The immigration process is an intense and challenging journey, to say the least, and it’s especially hard on couples trying to navigate love and immigration. So how do you cope with this process without burdening your relationship? In this week’s episode, Megan welcomes Marie-Elizabeth Mali, who is a relationship transformation expert and the CEO and founder of Relationship Alchemy. Marie-Elizabeth helps couples overcome those heavy challenges of love and turn them into gold.
Megan and Marie-Elizabeth start off the episode by talking about when is the right time to turn to a relationship expert. As Marie-Elizabeth points out, whether you have relationship problems or you just want to make your bond even stronger, it’s totally up to you to decide when you want to seek professional counseling. If you’re going through immigration together, you might face some problems in your communication or intimacy along the way, so Marie-Elizabeth shares some practical tips for handling these complex situations. The key is to get to know each other deeply and understand each other’s perspectives. Then, learn how to deal with conflict together and practice what you preach. That’s how you’ll get better at dealing with the inevitable challenges of life, immigration being one of them, and you’ll be stronger than ever.

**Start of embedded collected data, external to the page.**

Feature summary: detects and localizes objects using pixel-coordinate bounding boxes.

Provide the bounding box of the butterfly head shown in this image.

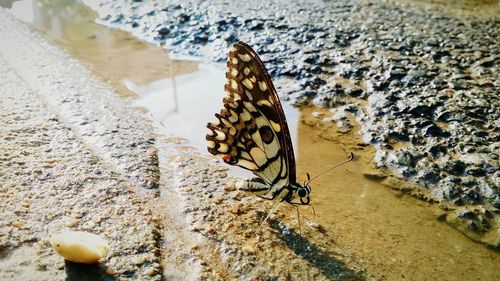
[290,173,312,205]
[296,184,311,205]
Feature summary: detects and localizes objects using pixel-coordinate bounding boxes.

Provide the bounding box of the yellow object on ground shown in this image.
[50,231,110,264]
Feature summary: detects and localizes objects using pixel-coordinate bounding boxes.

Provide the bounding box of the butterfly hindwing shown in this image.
[206,42,297,200]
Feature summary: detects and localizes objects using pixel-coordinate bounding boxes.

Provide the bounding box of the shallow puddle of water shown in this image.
[3,0,498,280]
[2,0,198,98]
[296,107,499,280]
[127,62,300,178]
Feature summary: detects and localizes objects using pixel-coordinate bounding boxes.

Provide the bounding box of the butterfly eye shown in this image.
[297,187,307,198]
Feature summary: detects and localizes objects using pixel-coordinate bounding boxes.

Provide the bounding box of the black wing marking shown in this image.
[206,42,297,200]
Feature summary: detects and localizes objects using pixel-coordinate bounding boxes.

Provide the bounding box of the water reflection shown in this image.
[296,109,499,280]
[8,0,35,22]
[2,0,198,98]
[127,62,299,157]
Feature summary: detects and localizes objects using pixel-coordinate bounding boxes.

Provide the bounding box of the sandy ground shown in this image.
[85,0,499,248]
[1,0,499,280]
[0,9,166,280]
[0,8,369,281]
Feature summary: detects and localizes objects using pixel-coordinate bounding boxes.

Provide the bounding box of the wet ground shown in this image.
[0,0,499,280]
[84,0,500,248]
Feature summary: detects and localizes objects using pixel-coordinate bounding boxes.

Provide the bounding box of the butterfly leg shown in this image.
[258,198,283,230]
[293,204,302,236]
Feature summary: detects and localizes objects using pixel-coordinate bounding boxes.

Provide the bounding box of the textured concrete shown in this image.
[0,9,163,280]
[85,0,499,247]
[0,8,368,280]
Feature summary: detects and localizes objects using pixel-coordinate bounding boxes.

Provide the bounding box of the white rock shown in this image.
[50,231,110,264]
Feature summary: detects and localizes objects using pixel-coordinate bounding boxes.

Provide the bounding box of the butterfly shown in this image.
[206,41,312,205]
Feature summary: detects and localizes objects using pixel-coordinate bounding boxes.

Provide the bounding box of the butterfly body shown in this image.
[206,42,311,205]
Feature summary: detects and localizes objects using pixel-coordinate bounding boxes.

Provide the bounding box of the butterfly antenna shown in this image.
[306,152,354,185]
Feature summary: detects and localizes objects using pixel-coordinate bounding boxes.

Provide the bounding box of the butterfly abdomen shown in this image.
[237,177,294,202]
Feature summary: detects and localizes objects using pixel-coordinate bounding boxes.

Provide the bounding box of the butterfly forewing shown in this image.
[206,42,296,200]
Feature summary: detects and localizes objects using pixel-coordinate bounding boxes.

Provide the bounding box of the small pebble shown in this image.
[50,231,110,264]
[242,244,256,255]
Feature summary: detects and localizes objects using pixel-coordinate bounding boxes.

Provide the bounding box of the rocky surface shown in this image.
[0,9,170,280]
[85,0,499,246]
[0,8,369,280]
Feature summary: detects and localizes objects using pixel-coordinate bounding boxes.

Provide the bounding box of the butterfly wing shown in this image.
[206,42,297,200]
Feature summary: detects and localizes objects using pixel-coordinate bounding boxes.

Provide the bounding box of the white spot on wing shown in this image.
[252,124,264,150]
[257,100,273,107]
[243,101,257,112]
[218,143,229,153]
[238,159,258,170]
[229,110,238,123]
[245,90,253,101]
[258,81,268,91]
[241,108,252,122]
[231,79,238,90]
[270,120,281,133]
[238,53,252,62]
[242,78,253,89]
[215,130,226,141]
[250,147,267,167]
[255,117,268,131]
[240,151,251,160]
[229,127,236,135]
[221,118,232,128]
[207,141,215,148]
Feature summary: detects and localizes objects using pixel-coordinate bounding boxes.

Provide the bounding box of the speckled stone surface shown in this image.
[0,9,163,280]
[0,8,368,280]
[85,0,499,246]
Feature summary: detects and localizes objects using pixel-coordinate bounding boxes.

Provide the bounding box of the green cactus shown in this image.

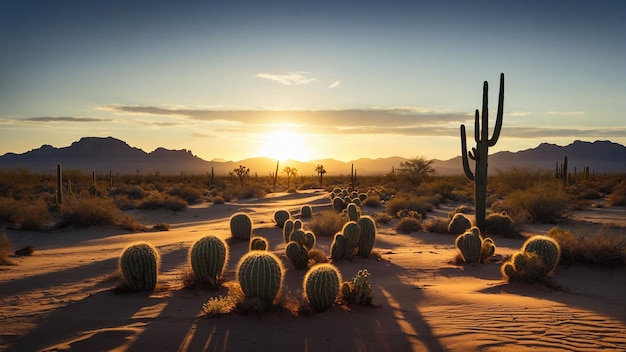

Marie-Elizabeth is offering a free gift to anyone listening to this episode! You can claim Three Secrets To Having More Love & Connection in Your Relationships PLUS a Bonus Meditation by clicking here.
- When’s the right time to consult a relationship expert?
- Deepening intimacy in new ways
- Different stress styles
- You and your partner against the problem
- Remembering that you’re on the same team
- Practice makes perfect
“There’s ways that you can use the time where you’re physically apart that will still build more intimacy between you for when you come back together, and then you’ll already be connected, and there won’t be as much kind of a gear change to then be together.”
“I mentioned you’re not judging your partner for their stress style. Don’t judge yourself for your stress style. We all have these nervous systems that were built, when we were little, by our circumstances and our family of origin.”
“What happens is you start to turn on each other instead of both looking at the stressful thing together as a team.”
“Even when you disagree, you can still be on a team, you can still be on the same team, even if you disagree about how to proceed.”
“You really just have to be willing to assume that this person is on your team until you actually believe it.”